I first saw him standing there by the side of the road. Young, but thin, hairy, and unwashed, it was clear he had seen better days. I could tell he was going to jaywalk before he took the first step into the road. I probably would have too. It was a clear, sunny morning, full of promise. Traffic was light this early; in fact I was the only car on this stretch of road.
I usually would have been home watching the news over breakfast at that hour, but I had gone to yoga class that morning and was on my way home. I was feeling peaceful and calm from the class and from the music I was listening to on the radio. I was in no hurry to get home so I was moving at a conservative speed.
I saw him begin to cross; he didn’t even look. He suddenly paused when he reached the center-line, apparently racked with indecision. I slowed to a crawl, wondering what his next move would be. He seemed oblivious to my presence. As I drew up alongside him, he turned toward me as if to return in the direction he had come from. Suddenly seeing me, he backed up, startled, into the oncoming lane. There was a car approaching from behind me, but the oncoming lane was still clear of traffic.

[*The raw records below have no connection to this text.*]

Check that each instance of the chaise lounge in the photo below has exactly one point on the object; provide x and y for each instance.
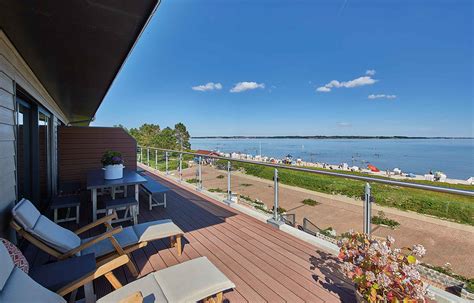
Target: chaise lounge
(191, 281)
(63, 243)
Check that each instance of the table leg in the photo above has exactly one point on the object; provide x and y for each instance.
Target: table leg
(137, 197)
(94, 204)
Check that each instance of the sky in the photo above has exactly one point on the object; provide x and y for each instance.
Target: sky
(339, 67)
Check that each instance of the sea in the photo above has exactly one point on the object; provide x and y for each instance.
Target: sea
(454, 157)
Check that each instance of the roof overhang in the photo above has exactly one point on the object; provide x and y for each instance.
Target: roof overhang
(75, 47)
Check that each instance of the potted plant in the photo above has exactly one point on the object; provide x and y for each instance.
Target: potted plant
(112, 163)
(382, 273)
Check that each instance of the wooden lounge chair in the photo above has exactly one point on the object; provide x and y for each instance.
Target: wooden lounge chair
(190, 281)
(63, 243)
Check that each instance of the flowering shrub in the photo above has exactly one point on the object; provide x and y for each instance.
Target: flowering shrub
(112, 158)
(382, 274)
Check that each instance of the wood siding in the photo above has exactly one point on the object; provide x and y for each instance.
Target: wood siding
(7, 151)
(80, 150)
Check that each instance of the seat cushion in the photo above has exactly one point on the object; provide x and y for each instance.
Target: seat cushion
(153, 230)
(150, 289)
(125, 238)
(192, 281)
(18, 282)
(56, 236)
(6, 265)
(26, 214)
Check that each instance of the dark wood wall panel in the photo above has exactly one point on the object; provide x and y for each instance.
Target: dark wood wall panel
(81, 148)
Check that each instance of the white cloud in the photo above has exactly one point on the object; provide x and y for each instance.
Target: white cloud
(243, 86)
(344, 124)
(370, 72)
(361, 81)
(323, 89)
(207, 87)
(381, 96)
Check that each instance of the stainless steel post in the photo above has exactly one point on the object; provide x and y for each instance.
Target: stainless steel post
(275, 202)
(367, 210)
(180, 167)
(229, 192)
(166, 162)
(148, 156)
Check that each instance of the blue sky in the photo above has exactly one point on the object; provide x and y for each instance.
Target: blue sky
(267, 68)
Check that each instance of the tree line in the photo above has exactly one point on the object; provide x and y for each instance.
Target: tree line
(152, 135)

Just as I accelerated to continue on my way, he either decided he could make it back if he hurried or else realized that this could be his opportunity to end it all. His life on the streets, scrounging for food, couldn’t have been an easy one. I’ll never know the reason for that tragic choice because the next thing I felt was my tire thumping over the body and what I imagined to be the snapping of bones.

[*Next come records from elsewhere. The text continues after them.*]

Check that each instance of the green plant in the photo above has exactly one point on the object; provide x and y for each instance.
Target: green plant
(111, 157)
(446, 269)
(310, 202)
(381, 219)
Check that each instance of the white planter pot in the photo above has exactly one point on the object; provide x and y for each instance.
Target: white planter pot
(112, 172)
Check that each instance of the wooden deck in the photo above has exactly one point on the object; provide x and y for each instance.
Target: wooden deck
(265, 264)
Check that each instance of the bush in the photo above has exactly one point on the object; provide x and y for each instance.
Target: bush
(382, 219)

I immediately hit the brakes as I checked the side mirror. Horrified, I watched as his scrawny body writhed in agony in the middle of the road. His slow, tortured circles continuing until he faded from sight in my mirror. A hard death preceded by a hard life. Poor squirrel. Rest in peace, little guy.
This is the story that began it all. The event happened just as I’ve described it. I got home and went to work as usual, but I just couldn’t stop thinking about that last image. I decided to write about it as therapy.
I submitted it to Writer’s Digest on 11/14/15 for a Short Short Story Contest, under the title Bloodshed. If it wins, you can find it on the Published page of this site. If not, I’ll try it again with a different contest.
I think it turned out pretty well. What do you think?
2/1/16 Update – I also submitted this for the 12th Annual Literal Literary Postcard Story Contest from Geist. Winners from the Writer’s Digest contest are to be announced at the end of February. The Geist contest winners will be announced in the Summer issue.